On June 7, 2007, the CA rendered a Decision dismissing the petition. The CA
ruled that the presence of an arbitration clause in the CCA does not merit a dismissal of
the case because under the CCA, it is only when there are differences in the
interpretation of Article I of the construction agreement that the parties can resort to
arbitration. The CA also found no grave abuse of discretion on the part of the RTC when
it disregarded the fact that the CCA was not yet signed at the time petitioner issued the
performance bond on February 29, 2000.

ISSUE:
Whether the CA erred when it held that it is only when there are differences in the
interpretation of Article 1 of the Construction Agreement that the parties may resort to
arbitration by the CIAC.

HELD:
- The CIAC has jurisdiction over the case. Section 4 of E.O. No. 1008 provides
that:
SEC. 4. Jurisdiction. The CIAC shall have original and exclusive jurisdiction over
disputes arising from, or connected with, contracts entered into by parties involved in
construction in the Philippines, whether the dispute arises before or after the completion
of the contract, or after the abandonment or breach thereof. These disputes may involve
government or private contracts. For the Board to acquire jurisdiction, the parties to a
dispute must agree to submit the same to voluntary arbitration.

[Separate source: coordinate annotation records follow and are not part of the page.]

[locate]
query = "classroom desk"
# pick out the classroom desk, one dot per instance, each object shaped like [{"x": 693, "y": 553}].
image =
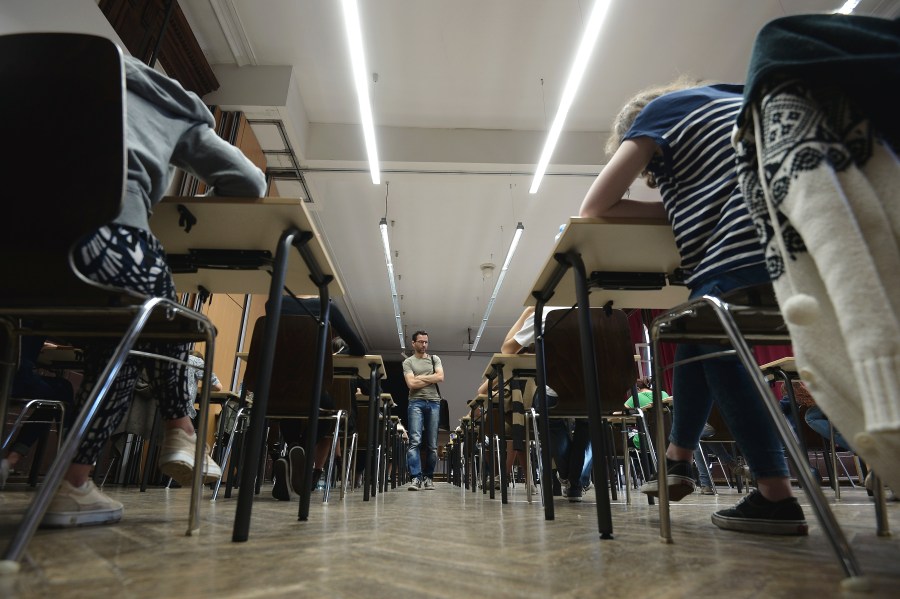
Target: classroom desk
[
  {"x": 616, "y": 262},
  {"x": 504, "y": 368},
  {"x": 346, "y": 366},
  {"x": 243, "y": 245}
]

- The jurisdiction of the CIAC may include but is not limited to violation of
specifications for materials and workmanship, violation of the terms of agreement,
interpretation and/or application of contractual time and delays, maintenance and
defects, payment, default of employer or contractor, and changes in contract cost.
Excluded from the coverage of the law are disputes arising from employer-employee
relationships which shall continue to be covered by the Labor Code of the Philippines.

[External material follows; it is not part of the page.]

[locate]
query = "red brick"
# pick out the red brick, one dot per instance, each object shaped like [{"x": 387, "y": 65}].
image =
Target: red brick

- Based on the foregoing, in order for the CIAC to acquire jurisdiction two
requisites must concur: "first, the dispute must be somehow connected to a construction
contract; and second, the parties must have agreed to submit the dispute to arbitration
proceedings.
ARTICLE XVII ARBITRATION
17.1 Any dispute arising in the course of the execution and performance of this
Agreement by reason of difference in interpretation of the Contract Documents set forth
in Article I which the OWNER and the CONTRACTOR are unable to resolve amicably
between themselves shall be submitted by either party to a board of arbitrators
composed of Three (3) members chosen as follows: One (1) member shall be chosen
by the CONTRACTOR AND One (1) member shall be chosen by the OWNER. The said
Two (2) members, in turn, shall select a third member acceptable to both of them. The
decision of the Board of Arbitrators shall be rendered within Ten (10) days from the first
meeting of the board, which decision when reached through the affirmative vote of at
least Two (2) members of the board shall be final and binding upon the OWNER and
CONTRACTOR.
17.2 Matters not otherwise provided for in this Contract or by Special Agreement
of the parties shall be governed by the provisions of the Arbitration Law, Executive
Order No. 1008.
- WHEREFORE, the petition is hereby GRANTED. The Decision dated June 7,
2007 and the Resolution dated September 7, 2007 of the Court of Appeals in CA-G.R.
SP No. 96815 are hereby ANNULLED and SET ASIDE. The Presiding Judge of the
Regional Trial Court of Quezon City, Branch 217 1s DIRECTED to dismiss Civil Case
No. Q-01-45573 for lack of jurisdiction.